Taschen statt Tüten: Geflüchtete Frauen nähen Beutel für Secondhand-Laden

Freuen sich über die neuen Stofftaschen: Stefanie Staiger und Monika Block (Kursleiterin und Anleiterin), Selamawit Tasfaye Tafese (Näherin), Daniel Helwig (Ehrenamtskoordinator, vorn von links) und hinten von links Hildegard Morig, Irmgart Schäfer, Sigrid Lohrey, Christel Gerstmann und Petra Diegler (ehrenamtliche Mitarbeiterinnen). Foto : privat

Ziegenhain. Sie sind bunt, blumig, in zahlreichen Mustern, Formen, Größen und Farben – die vielen Taschen, die sechs geflüchtete Frauen aus dem Irak, Äthiopien, Afghanistan, Syrien, Eritrea und Somalia genäht haben. Kürzlich wurden sie an den Secondhand-Laden Allerhand in Ziegenhain übergeben.
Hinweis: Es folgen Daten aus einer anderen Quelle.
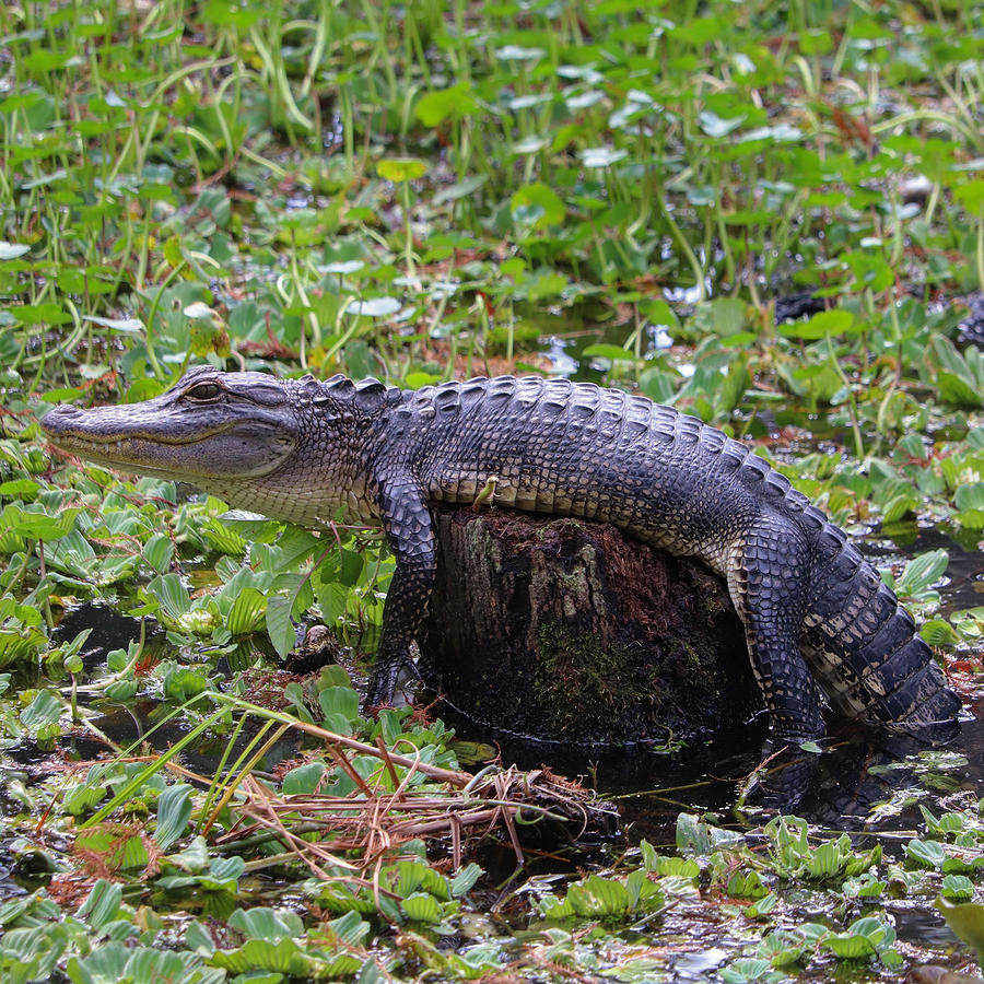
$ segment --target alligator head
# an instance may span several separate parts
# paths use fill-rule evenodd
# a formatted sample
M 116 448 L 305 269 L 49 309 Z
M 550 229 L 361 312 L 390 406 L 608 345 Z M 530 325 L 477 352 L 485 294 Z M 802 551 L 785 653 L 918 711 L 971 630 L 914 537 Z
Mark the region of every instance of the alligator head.
M 348 410 L 311 377 L 199 366 L 142 403 L 55 407 L 42 429 L 63 450 L 118 471 L 189 482 L 237 508 L 319 525 L 339 509 L 375 512 Z
M 199 366 L 143 403 L 55 407 L 42 429 L 59 447 L 99 465 L 208 488 L 282 466 L 300 441 L 294 406 L 284 385 L 262 373 Z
Sie sollen als Einkaufstaschen für die Kunden genutzt werden.

Seit April arbeiten die Frauen im Alter von 22 bis 52 in der Arbeitsgelegenheit (AGH) Nähwerkstatt, die Arbeit und Bildung in Zusammenarbeit mit dem Jobcenter und dem Kreis Schwalm-Eder in Treysa anbietet.

Ziel ist es, den Frauen eine berufliche Orientierung zu ermöglichen, sie handwerklich zu qualifizieren und sie so an den Arbeitsmarkt heranzuführen. Von montags bis mittwochs, jeweils von 8.30 bis 14.30 Uhr, werden die Frauen im Schneider-Handwerk fachlich angeleitet. Zusätzlich erhalten sie ein Mal in der Woche Deutschunterricht. Für ihre Arbeit bekommen die Frauen eine Mehraufwandsentschädigung sowie die Fahrtkosten erstattet.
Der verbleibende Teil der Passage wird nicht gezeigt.